On 1st August, 2018, Earth reached its “Overshoot Day” at an earlier point than any previous year in history. This describes the day by which all of the planet’s natural resources that can be renewed and regenerated in one year have been consumed. Beyond that tipping point, humanity is essentially living off credit from future generations’ resources, which is unsustainable in the long term.
Irrespective of whether you believe in man-made climate change, this presents a far greater quandary. The fact is that the traditional economic model of perpetual growth, with a linear take-make-waste approach, in a planet of finite resources and population expansion, is a fallacy. Pursuing growth with no consideration for the non-monetary externalities of economic activity is progressively costing the broader society at large.
Material sustainability issues pose real and present risks for businesses, to an ever-greater extent. These range from financial, to operational, to reputational, and legal or regulatory aspects. All of these factors can affect a company’s operating cash flows and profits, its license to operate, even potentially impacting the ability to service its debts. How a company opts to manage these considerations attests to the quality of its governance and how its intangible assets should be valued in the long term, as well as reducing costs and improving efficiencies. Moreover, going beyond managing downside risks, shared value and closed-loop innovations with distinct positive impacts integrated into the business model represent long-term opportunities for the forward-thinking.
For too long, the prevailing attitude among the global investment community has been that sustainability and financial returns are mutually exclusive; that sustainability considerations must compromise investment returns, violating fiduciary duties. This despite a plethora of academic and industry literature demonstrating, if anything, the reverse to be the case. In my view, in the current environment, the dismissal of sustainability concerns exposes investors to a significant risk of long-term underperformance and sudden downside shocks.
The consideration of sustainability factors is critical to making well-informed investment decisions and will only become increasingly so. Before too long, such practices will be the global norm rather than the exception.
By 2016, as an individual with a successful 16-year track record in traditional portfolio management, these questions were beginning to trouble me. I had a secure, desirable, well-paid career, with a fantastic team, at a reputable company that had treated me well as far back as my undergraduate years. Yet, I wanted to learn more, and so I enrolled in a two-year part-time Master’s Degree program in Corporate Environmental Governance at HKU.
One year into the programme, the answer became clear. I no longer wanted to chase short-term returns, without being more thoughtful about whether I was facilitating the flow of capital towards recipients who were a) contributing to the problem or b) offering part of the solution. With over US$200 trillion of investable assets globally, I firmly believed that some of it could be redirected to more positive uses.
The sustainable finance infrastructure in Hong Kong at this time was somewhat underdeveloped relative to international financial centre peers, but the conviction was strong enough that it felt disingenuous to wait, and so my employer and I parted ways on amicable terms and I ventured into the unknown. Many considered this a senseless gamble, several simply thought it “brave” (code for “mad”)… but it felt right, there was much still to learn, and no time to waste.
Around this point I stumbled, quite coincidentally, across the Tropical Landscapes Finance Facility.
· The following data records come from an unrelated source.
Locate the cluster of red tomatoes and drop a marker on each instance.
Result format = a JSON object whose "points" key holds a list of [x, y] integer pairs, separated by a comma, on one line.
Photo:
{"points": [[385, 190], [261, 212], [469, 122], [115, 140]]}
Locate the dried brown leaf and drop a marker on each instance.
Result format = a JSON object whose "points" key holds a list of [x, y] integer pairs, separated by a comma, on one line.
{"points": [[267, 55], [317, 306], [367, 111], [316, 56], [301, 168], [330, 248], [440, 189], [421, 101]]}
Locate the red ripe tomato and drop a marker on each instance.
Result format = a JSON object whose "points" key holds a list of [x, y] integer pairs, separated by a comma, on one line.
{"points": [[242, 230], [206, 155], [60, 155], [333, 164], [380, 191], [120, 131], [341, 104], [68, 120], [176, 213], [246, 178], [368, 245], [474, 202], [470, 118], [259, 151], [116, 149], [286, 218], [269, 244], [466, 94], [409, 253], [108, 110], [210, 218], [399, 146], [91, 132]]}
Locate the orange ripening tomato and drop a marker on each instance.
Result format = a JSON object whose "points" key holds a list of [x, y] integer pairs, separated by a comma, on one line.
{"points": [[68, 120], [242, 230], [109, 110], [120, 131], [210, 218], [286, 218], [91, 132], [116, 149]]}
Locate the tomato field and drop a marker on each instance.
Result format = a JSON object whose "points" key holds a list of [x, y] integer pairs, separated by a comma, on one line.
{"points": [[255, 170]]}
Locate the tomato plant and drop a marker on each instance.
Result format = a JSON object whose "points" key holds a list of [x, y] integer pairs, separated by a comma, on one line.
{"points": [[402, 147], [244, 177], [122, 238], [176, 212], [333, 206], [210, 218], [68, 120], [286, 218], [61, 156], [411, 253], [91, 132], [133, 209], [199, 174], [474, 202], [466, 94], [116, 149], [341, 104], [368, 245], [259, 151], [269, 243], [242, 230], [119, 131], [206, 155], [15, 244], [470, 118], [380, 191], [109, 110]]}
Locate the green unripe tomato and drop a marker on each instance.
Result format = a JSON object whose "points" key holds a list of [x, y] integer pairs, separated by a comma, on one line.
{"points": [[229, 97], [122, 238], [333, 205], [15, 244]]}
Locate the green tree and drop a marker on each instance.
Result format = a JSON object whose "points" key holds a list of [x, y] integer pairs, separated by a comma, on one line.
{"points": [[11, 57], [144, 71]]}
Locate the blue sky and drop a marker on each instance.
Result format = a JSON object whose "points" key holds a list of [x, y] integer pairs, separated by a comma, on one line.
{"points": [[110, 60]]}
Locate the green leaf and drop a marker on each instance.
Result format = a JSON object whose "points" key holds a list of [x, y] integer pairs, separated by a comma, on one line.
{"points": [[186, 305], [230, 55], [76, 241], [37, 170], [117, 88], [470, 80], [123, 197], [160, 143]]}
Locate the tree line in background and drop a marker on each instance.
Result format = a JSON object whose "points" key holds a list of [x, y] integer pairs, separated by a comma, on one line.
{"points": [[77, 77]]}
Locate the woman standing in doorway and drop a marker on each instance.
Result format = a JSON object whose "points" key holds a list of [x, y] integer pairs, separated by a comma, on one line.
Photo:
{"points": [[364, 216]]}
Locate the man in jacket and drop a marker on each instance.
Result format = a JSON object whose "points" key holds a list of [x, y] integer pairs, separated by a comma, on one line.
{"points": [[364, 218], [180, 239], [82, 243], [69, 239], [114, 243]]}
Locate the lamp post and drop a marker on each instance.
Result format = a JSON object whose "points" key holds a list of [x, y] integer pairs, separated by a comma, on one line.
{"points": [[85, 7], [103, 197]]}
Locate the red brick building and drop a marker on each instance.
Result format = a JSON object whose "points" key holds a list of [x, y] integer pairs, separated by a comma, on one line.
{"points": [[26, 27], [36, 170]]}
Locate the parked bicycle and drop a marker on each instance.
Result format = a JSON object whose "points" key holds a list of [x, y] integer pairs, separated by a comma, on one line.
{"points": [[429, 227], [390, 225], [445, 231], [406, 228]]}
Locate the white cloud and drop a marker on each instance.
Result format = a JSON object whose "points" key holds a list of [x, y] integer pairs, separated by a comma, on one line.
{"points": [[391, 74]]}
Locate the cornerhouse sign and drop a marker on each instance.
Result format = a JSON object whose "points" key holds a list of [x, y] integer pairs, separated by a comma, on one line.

This is a joint venture between ADM Capital, the ADM Capital Foundation, BNP Paribas, UN Environment and the World Agroforestry Centre. The concept is to bring international private finance at scale into projects in Indonesia with a strong environmental and/ or social impact.
Indonesia grapples with many environmental and social challenges, and funding transformative projects in sustainable landscape use and renewable energy can contribute significantly to its long-term sustainable development. The aim is to build an innovative lending platform that can be replicated across other developing markets, to demonstrate that sustainable development does not have to be synonymous with pure philanthropy. The venture launched its first transaction in the sustainable agriculture sector in February 2018, and has many more exciting energy and landscape projects in the works.
A pioneering initiative such as this- one of the first in Hong Kong to attempt impactful finance at scale- is obviously not without challenges. However, every transaction we engage in brings additionality of capital that traditional investment approaches do not.
I know I, personally, would rather be instrumental in efforts to improve the world for future generations than continue to blindly enable a broken and unsustainable economic model.